On the way to Flax yesterday for a "kid" thing, I was thinking about something I'd meant to talk about on the show that is "tip" oriented... and I thought... well, I should just include something like that in the announcement newsletter each week. But, my mind says... no... that's not enough. I'm a layout person at heart... the nature of the grid and all... and so just textin email doesn't totally do it in terms of communication with "all" of you.
And then I started thinking about a publication I did as a graduate student... stranded in the swamps of LA (swamp not Hollywood) after being lured (suckered) there as a playwright and finding the performance tangent of the department disheartening, I focused again on fem. theory and women's studies, and poetry... the same mix I'd been doing for the previous four years... I rocked a lot of boats, I guess, when it came to reading things like Milton and Wharton... but I had a wonderful director there and the chance to work with a few wonderful poets... And, I don't remember why I started doing it... maybe because there was a need for more discourse and more subversive thinking and more deconstruction... but I started producing my own weekly newsletter and distributing it around the English department.

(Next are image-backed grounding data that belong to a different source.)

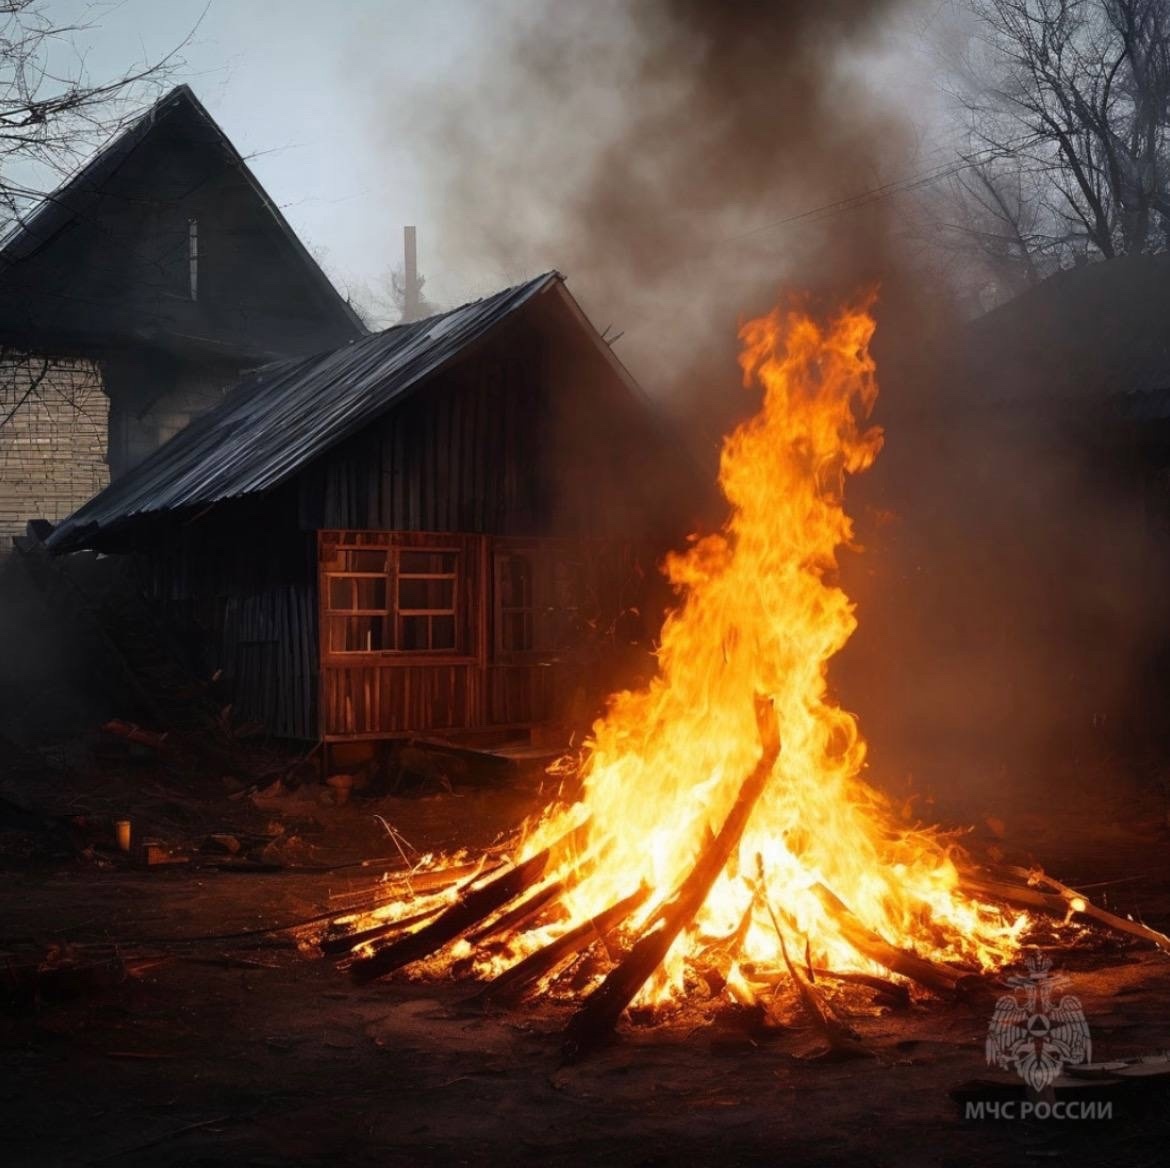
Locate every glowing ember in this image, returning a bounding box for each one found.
[339,298,1029,1006]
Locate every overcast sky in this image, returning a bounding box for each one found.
[36,1,959,347]
[41,0,522,311]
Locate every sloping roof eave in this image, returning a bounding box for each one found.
[45,272,565,553]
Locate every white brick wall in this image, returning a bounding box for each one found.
[0,356,109,549]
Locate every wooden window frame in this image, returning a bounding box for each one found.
[394,549,459,652]
[321,536,467,659]
[493,543,588,662]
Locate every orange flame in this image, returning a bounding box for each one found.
[512,297,1025,1000]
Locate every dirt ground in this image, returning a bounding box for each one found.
[2,736,1169,1167]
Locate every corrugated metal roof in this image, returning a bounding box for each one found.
[962,254,1170,405]
[46,272,562,552]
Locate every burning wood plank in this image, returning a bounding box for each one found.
[348,820,590,983]
[811,883,980,996]
[961,869,1170,954]
[473,885,651,1008]
[561,695,780,1060]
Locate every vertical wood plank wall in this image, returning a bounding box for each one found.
[318,529,641,740]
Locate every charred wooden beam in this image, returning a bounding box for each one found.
[467,879,568,946]
[467,852,601,947]
[348,820,590,984]
[320,860,505,955]
[320,903,447,956]
[757,853,871,1059]
[474,885,651,1008]
[810,968,911,1008]
[562,696,780,1061]
[961,871,1170,954]
[811,883,979,996]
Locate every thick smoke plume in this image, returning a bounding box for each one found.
[394,0,929,432]
[376,1,1170,806]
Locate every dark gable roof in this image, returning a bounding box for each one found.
[963,253,1170,408]
[46,273,577,552]
[0,83,364,338]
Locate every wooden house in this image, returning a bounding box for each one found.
[0,84,363,548]
[45,273,701,750]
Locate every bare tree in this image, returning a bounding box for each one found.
[0,0,183,226]
[942,0,1170,298]
[345,266,441,331]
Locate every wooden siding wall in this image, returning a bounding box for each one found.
[297,306,698,547]
[298,334,549,536]
[317,529,651,740]
[138,489,318,739]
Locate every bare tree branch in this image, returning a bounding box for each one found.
[939,0,1170,301]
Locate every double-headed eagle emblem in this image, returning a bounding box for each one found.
[986,950,1091,1091]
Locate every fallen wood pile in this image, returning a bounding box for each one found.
[317,697,1107,1058]
[304,699,1170,1060]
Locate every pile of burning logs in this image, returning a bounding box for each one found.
[313,698,1170,1061]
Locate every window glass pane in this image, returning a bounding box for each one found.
[350,616,386,651]
[398,577,454,612]
[430,615,456,651]
[399,550,457,575]
[328,615,389,652]
[503,611,532,652]
[355,577,387,611]
[328,577,353,610]
[500,555,532,607]
[346,550,387,572]
[399,615,429,651]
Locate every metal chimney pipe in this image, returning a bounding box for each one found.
[403,225,419,322]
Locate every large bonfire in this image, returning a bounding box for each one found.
[328,299,1038,1045]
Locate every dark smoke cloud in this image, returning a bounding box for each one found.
[391,0,930,438]
[371,1,1169,808]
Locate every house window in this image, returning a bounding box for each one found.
[396,550,458,651]
[496,553,534,652]
[494,549,585,655]
[324,544,460,654]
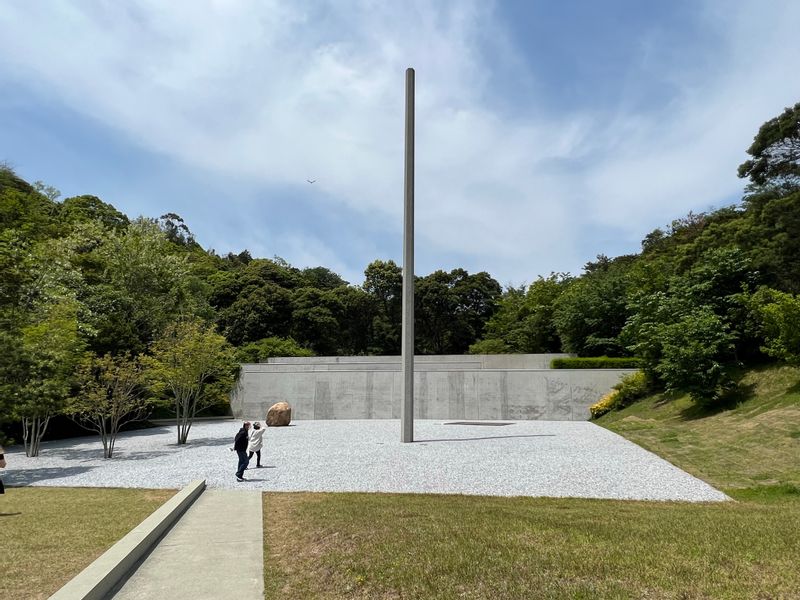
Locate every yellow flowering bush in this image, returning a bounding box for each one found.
[590,371,651,419]
[590,389,620,419]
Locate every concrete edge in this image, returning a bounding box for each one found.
[49,479,206,600]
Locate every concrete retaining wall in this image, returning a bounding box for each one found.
[231,354,636,421]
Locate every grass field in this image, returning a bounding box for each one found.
[263,365,800,599]
[0,487,174,600]
[263,490,800,599]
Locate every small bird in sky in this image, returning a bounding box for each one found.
[307,179,316,184]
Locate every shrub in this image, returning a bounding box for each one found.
[750,287,800,364]
[590,371,651,419]
[550,356,642,369]
[236,336,313,363]
[468,339,510,354]
[590,390,619,419]
[613,370,650,408]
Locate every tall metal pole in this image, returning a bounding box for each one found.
[401,68,415,443]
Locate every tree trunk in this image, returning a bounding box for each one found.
[22,414,51,457]
[176,392,196,444]
[175,397,184,444]
[178,412,191,444]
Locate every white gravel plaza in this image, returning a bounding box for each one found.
[3,419,729,502]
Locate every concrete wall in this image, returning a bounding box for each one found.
[231,354,636,421]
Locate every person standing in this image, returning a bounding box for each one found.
[233,422,251,482]
[0,444,6,494]
[247,422,265,468]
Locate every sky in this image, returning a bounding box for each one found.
[1,0,799,287]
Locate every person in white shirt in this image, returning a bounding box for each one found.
[247,422,265,468]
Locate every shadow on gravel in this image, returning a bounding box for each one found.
[166,436,233,448]
[36,448,174,461]
[115,425,173,437]
[3,465,95,485]
[419,434,557,443]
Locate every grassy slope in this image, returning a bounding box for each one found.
[597,364,800,492]
[263,365,800,599]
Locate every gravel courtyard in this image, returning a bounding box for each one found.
[2,419,729,502]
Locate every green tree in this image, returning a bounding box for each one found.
[0,231,39,435]
[553,256,634,356]
[210,258,302,345]
[217,284,293,345]
[69,353,150,458]
[740,188,800,294]
[750,287,800,364]
[143,318,237,444]
[654,307,737,405]
[60,195,129,231]
[236,337,314,363]
[415,270,457,354]
[1,232,88,455]
[415,269,501,354]
[86,218,201,354]
[0,162,35,194]
[478,274,569,353]
[515,274,568,352]
[475,286,526,353]
[331,286,379,355]
[301,266,348,290]
[363,260,402,354]
[738,101,800,189]
[13,300,85,456]
[451,270,502,350]
[157,212,196,247]
[623,248,758,404]
[0,179,62,240]
[290,287,343,355]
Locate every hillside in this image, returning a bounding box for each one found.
[597,365,800,493]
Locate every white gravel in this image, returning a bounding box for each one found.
[2,419,729,502]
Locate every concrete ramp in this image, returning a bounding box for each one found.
[111,490,263,599]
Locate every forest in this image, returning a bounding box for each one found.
[1,101,799,452]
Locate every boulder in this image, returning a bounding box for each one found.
[266,402,292,427]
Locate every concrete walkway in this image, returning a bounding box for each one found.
[111,490,263,599]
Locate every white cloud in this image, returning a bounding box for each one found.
[1,0,799,285]
[582,2,800,232]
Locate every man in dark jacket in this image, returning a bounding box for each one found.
[234,422,251,482]
[0,444,6,494]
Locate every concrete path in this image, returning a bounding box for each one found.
[111,490,263,599]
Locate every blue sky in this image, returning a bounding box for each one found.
[1,1,799,286]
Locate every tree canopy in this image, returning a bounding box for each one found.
[738,101,800,190]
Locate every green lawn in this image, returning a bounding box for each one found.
[0,487,174,600]
[263,491,799,599]
[263,365,800,599]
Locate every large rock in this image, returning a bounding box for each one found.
[266,402,292,427]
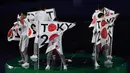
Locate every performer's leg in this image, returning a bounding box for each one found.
[107,27,114,62]
[22,47,28,63]
[21,35,29,69]
[108,41,111,55]
[18,39,24,63]
[47,51,53,66]
[45,50,53,70]
[24,36,29,62]
[96,44,100,61]
[103,44,113,67]
[108,40,113,60]
[45,38,55,70]
[92,43,96,57]
[57,51,67,70]
[103,44,109,61]
[92,43,96,60]
[57,34,67,70]
[21,49,29,69]
[109,26,114,56]
[103,44,112,65]
[93,44,100,69]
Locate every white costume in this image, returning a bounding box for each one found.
[17,14,30,69]
[89,7,116,68]
[89,7,115,43]
[45,33,67,70]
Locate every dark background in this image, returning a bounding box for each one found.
[0,0,130,73]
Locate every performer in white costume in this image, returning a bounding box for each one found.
[90,5,115,57]
[45,33,67,70]
[17,12,30,69]
[89,4,117,69]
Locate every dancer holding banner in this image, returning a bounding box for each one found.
[89,5,119,69]
[45,33,67,70]
[28,8,75,70]
[7,8,75,70]
[90,4,115,58]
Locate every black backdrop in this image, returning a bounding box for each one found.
[0,0,130,73]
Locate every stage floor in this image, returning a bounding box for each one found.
[5,53,127,73]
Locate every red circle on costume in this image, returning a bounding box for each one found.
[28,28,32,36]
[49,34,58,41]
[101,20,107,27]
[8,29,12,37]
[48,24,56,32]
[101,28,107,39]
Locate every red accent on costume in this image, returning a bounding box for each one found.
[101,28,108,39]
[101,20,107,27]
[48,24,56,32]
[28,28,32,36]
[100,19,107,39]
[91,16,96,24]
[8,29,12,37]
[49,34,58,41]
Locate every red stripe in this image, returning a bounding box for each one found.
[91,16,96,24]
[8,29,12,37]
[28,28,32,36]
[49,34,58,41]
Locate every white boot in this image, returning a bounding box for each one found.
[22,62,29,69]
[45,65,50,70]
[105,55,113,65]
[30,55,38,62]
[104,60,113,65]
[6,63,14,69]
[94,61,100,69]
[63,65,67,70]
[107,55,113,60]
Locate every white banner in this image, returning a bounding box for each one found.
[95,13,119,47]
[45,8,56,21]
[36,21,76,48]
[7,8,76,54]
[7,19,36,41]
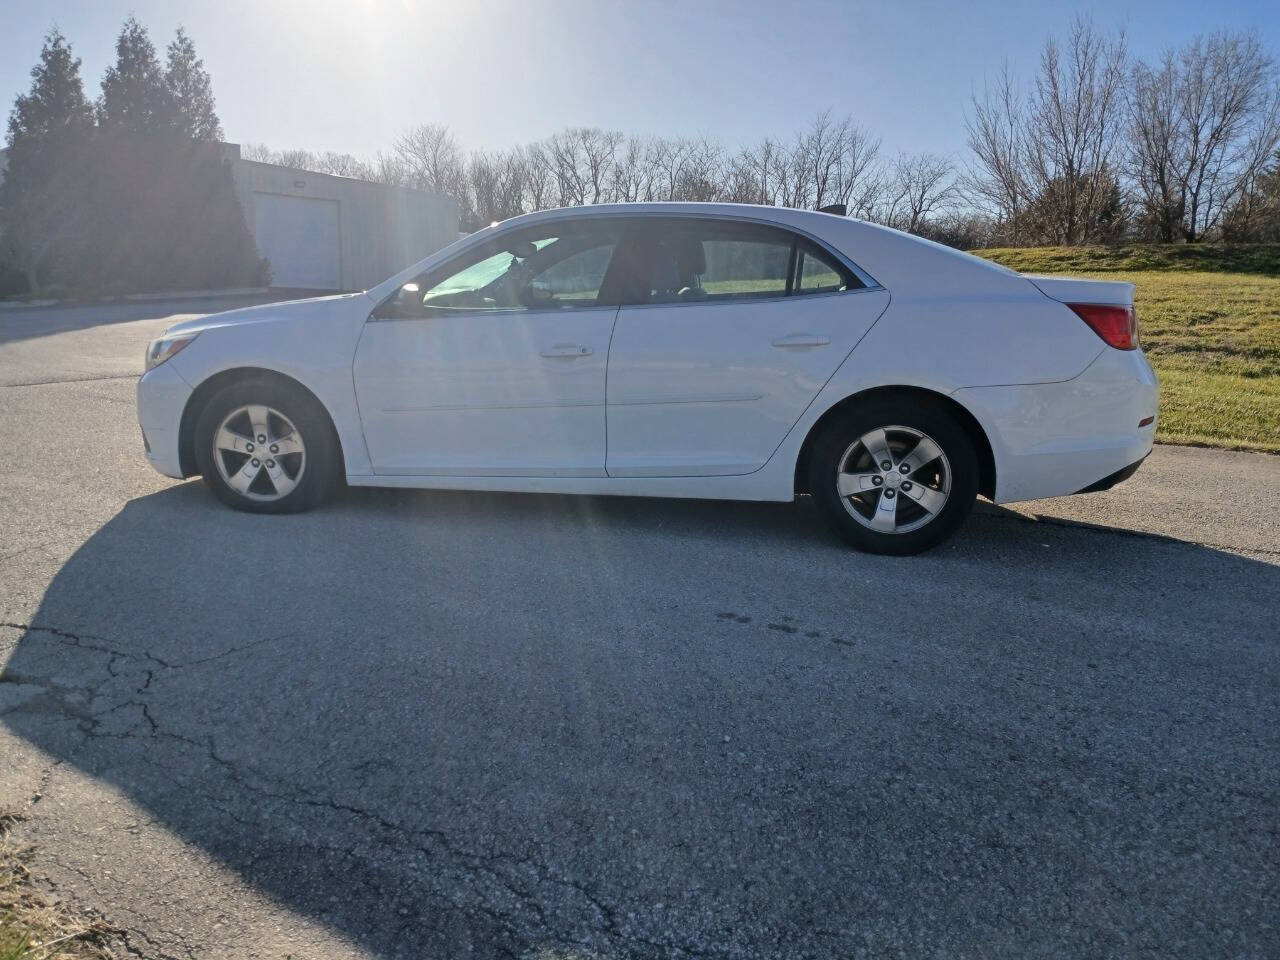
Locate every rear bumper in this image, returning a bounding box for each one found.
[137,363,193,479]
[955,347,1158,504]
[1076,454,1148,494]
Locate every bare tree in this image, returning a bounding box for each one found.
[492,148,530,220]
[964,64,1030,244]
[311,151,374,179]
[393,123,466,199]
[647,137,691,201]
[369,150,408,186]
[543,129,588,206]
[581,128,623,203]
[466,148,528,225]
[241,144,375,180]
[523,141,557,211]
[725,138,780,204]
[1175,32,1280,240]
[829,122,882,214]
[1024,18,1129,244]
[880,153,956,233]
[796,111,841,206]
[466,150,500,225]
[239,142,276,163]
[1128,52,1184,241]
[1126,32,1280,242]
[671,136,725,201]
[611,135,648,202]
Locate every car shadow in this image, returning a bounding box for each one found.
[3,483,1277,958]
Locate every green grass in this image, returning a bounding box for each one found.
[974,243,1280,275]
[0,812,113,960]
[0,923,32,960]
[975,245,1280,453]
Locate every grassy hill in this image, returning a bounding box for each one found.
[974,245,1280,453]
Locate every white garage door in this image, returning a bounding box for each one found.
[253,193,342,290]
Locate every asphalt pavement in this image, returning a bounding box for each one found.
[1,300,1277,959]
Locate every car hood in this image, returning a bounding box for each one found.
[162,292,372,337]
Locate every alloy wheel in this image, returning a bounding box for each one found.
[212,404,306,502]
[836,425,951,534]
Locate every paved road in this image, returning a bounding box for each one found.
[1,301,1277,960]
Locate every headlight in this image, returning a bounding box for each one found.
[145,333,199,371]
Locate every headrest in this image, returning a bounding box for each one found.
[672,235,706,276]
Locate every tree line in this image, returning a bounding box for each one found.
[0,21,265,296]
[4,16,1280,298]
[248,18,1280,247]
[967,20,1280,245]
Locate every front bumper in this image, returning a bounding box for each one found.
[137,362,193,478]
[955,347,1158,504]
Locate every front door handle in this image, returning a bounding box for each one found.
[540,344,593,358]
[771,334,830,348]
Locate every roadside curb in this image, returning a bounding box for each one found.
[0,287,271,311]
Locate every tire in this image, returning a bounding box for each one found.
[807,395,979,555]
[193,377,340,514]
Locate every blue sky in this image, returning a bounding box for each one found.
[3,0,1278,161]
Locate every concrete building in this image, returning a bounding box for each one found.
[0,144,459,294]
[223,144,459,291]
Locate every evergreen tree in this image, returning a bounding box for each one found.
[2,20,262,295]
[97,17,174,134]
[87,18,264,292]
[165,27,223,141]
[0,29,97,292]
[6,28,93,144]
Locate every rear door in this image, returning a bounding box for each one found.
[605,217,890,477]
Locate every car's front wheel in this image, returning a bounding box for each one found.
[807,396,979,555]
[193,378,339,513]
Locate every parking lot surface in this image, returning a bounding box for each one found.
[1,300,1277,959]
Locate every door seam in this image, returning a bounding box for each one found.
[603,304,621,478]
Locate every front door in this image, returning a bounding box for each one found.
[354,220,626,476]
[605,217,890,477]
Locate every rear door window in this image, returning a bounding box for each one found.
[795,240,852,294]
[628,219,861,305]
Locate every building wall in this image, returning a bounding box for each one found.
[228,152,459,291]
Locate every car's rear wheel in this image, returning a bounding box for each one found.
[194,378,339,513]
[807,396,979,555]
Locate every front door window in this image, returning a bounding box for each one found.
[377,225,623,318]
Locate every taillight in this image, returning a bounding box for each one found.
[1067,303,1139,350]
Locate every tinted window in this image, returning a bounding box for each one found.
[632,219,861,305]
[377,223,621,317]
[796,240,853,294]
[644,222,792,303]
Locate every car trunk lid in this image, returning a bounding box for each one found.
[1024,275,1140,350]
[1023,274,1135,307]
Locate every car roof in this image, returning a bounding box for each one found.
[493,202,868,241]
[368,202,1029,302]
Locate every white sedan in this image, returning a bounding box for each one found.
[137,203,1157,554]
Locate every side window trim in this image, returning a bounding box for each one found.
[616,215,877,309]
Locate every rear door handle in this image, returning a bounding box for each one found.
[540,344,593,358]
[771,334,830,348]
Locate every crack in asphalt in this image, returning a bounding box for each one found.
[0,374,139,388]
[2,620,732,959]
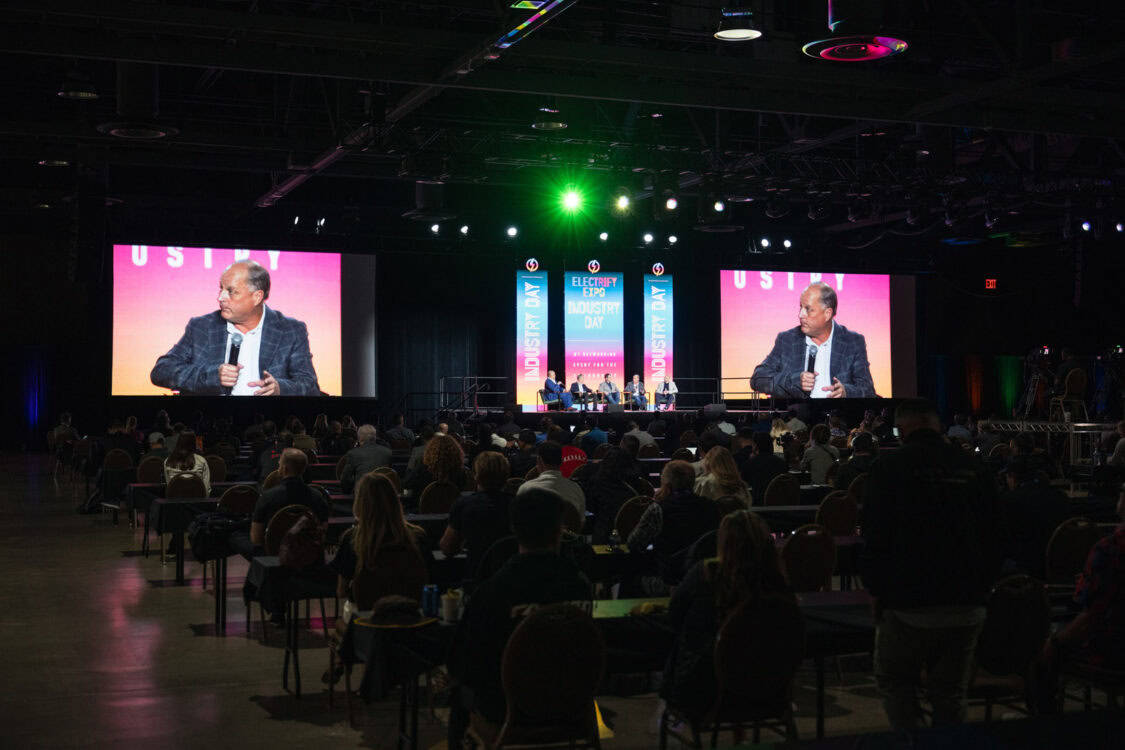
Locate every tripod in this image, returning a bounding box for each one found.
[1020,371,1044,419]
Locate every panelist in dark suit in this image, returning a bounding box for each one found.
[543,369,573,409]
[750,282,875,399]
[570,373,594,411]
[150,260,320,396]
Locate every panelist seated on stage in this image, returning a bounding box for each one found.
[570,374,594,409]
[624,374,648,409]
[542,370,573,409]
[150,260,321,396]
[654,376,678,409]
[750,282,875,400]
[598,373,621,405]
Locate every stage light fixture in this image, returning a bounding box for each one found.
[1081,220,1091,232]
[506,226,519,237]
[783,239,792,248]
[760,237,770,248]
[56,73,99,101]
[714,4,763,41]
[293,216,300,226]
[599,231,609,241]
[614,194,631,211]
[561,188,584,213]
[643,233,654,244]
[713,200,726,213]
[664,195,679,211]
[430,223,440,234]
[1116,222,1124,233]
[460,224,470,236]
[36,158,70,167]
[668,234,678,245]
[317,218,326,228]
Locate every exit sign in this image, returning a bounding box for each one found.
[984,278,997,290]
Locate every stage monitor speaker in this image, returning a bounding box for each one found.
[606,403,624,413]
[702,403,727,418]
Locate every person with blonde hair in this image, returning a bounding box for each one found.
[694,446,751,506]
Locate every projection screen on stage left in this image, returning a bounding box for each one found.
[111,244,377,396]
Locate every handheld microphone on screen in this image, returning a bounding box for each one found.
[807,343,818,375]
[225,333,243,395]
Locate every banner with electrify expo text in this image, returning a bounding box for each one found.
[515,270,548,411]
[564,269,624,387]
[643,272,673,390]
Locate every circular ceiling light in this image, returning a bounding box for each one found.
[714,8,762,41]
[802,35,908,62]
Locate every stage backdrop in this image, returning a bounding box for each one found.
[112,245,342,396]
[720,270,893,397]
[643,272,673,388]
[515,270,548,411]
[564,270,624,387]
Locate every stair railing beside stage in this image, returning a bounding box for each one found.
[720,376,775,416]
[438,376,511,414]
[657,377,723,410]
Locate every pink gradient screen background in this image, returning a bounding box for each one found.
[720,270,893,397]
[112,245,342,396]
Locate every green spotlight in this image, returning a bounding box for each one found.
[561,188,584,212]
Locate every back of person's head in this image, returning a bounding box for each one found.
[150,435,165,448]
[704,446,742,489]
[168,431,198,469]
[474,450,510,492]
[810,423,830,445]
[649,419,666,437]
[619,434,640,457]
[595,447,634,482]
[1006,455,1040,487]
[894,398,941,436]
[734,427,755,449]
[393,413,406,426]
[699,429,722,455]
[518,428,537,448]
[60,412,72,425]
[712,510,788,612]
[850,432,876,455]
[510,488,564,551]
[313,413,328,431]
[537,440,563,469]
[109,418,124,433]
[661,460,697,493]
[419,424,435,442]
[357,424,377,444]
[352,473,415,573]
[625,420,640,432]
[262,420,277,438]
[751,431,773,456]
[503,410,514,423]
[828,414,843,428]
[291,418,306,435]
[547,425,568,445]
[329,420,342,434]
[424,433,464,477]
[279,447,308,478]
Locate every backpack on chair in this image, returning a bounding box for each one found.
[278,508,325,570]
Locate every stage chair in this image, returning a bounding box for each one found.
[1049,368,1089,422]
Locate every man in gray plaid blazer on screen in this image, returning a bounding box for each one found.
[750,282,876,399]
[150,260,321,396]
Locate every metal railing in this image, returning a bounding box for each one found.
[438,376,511,413]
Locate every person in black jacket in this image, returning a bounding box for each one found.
[1000,456,1072,579]
[860,399,1004,731]
[833,431,878,491]
[735,431,788,505]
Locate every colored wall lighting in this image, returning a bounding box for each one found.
[561,188,584,212]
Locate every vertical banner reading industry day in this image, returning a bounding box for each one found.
[515,270,548,411]
[564,269,624,386]
[643,271,673,389]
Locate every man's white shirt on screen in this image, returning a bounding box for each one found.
[806,322,834,399]
[225,305,266,395]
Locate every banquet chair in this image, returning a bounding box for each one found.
[561,501,583,534]
[418,481,460,514]
[262,469,282,491]
[660,594,803,747]
[503,477,524,495]
[136,455,165,484]
[204,454,227,483]
[815,491,858,537]
[763,474,800,507]
[217,484,259,515]
[97,449,135,524]
[781,524,836,592]
[845,473,868,504]
[613,496,652,541]
[335,455,348,481]
[155,473,207,562]
[1045,517,1103,587]
[372,466,402,496]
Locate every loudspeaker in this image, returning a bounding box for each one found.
[606,403,624,413]
[702,403,727,418]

I haven't thought of that in years. (Amazingly... it has been years.) We can refer to it as BG. Really, BG is a thing of the past. In my head... it's a publication full of commas, and slashes (/) and parentheses and hyphens... all the things that turn traditional discourse into something deconstructed and full of new meaning above, beyond, and beneath the surface-level rhetoric.... which is how I read and think and even talk (if you know me well enough). How did I fill the newlsetter? I can't remember. But I know I did fill it. BG was a single sheet... a legal-sized page... double-sided... and I printed each issue in a bright color... black type on a bright colored sheet... and the sheet was crammed full of articles.
And very well-received.
Driving yesterday, I was thinking about BG... it's just this faded thing in my memory... something I did... along with all those poetry readings and performance readings those years in the bayou... years where I joke now that all we did was look at a map and try and figure out where I should land myself to do my post-Master's work. Love bugs, swamp, Hurricane Andrew, a fellowship with a small stipend, and then a year of teaching remedial English 101... and heat... lots and lots of heat. It was not the place for us. The highlights there... a Sonic where we could get a Route 44 Diet Cherry Vanilla Coke (we are still saddened that there is no Sonic in the Bay Area) and a Wal-Mart just down the road from our apartment.
But... the two years culminated in a creative non-fiction thesis that centered on the importance of quilting and sewing and was, itself, a quilted narrative of theory and memory and story and personal history. (Also something I haven't thought of or looked at in years.)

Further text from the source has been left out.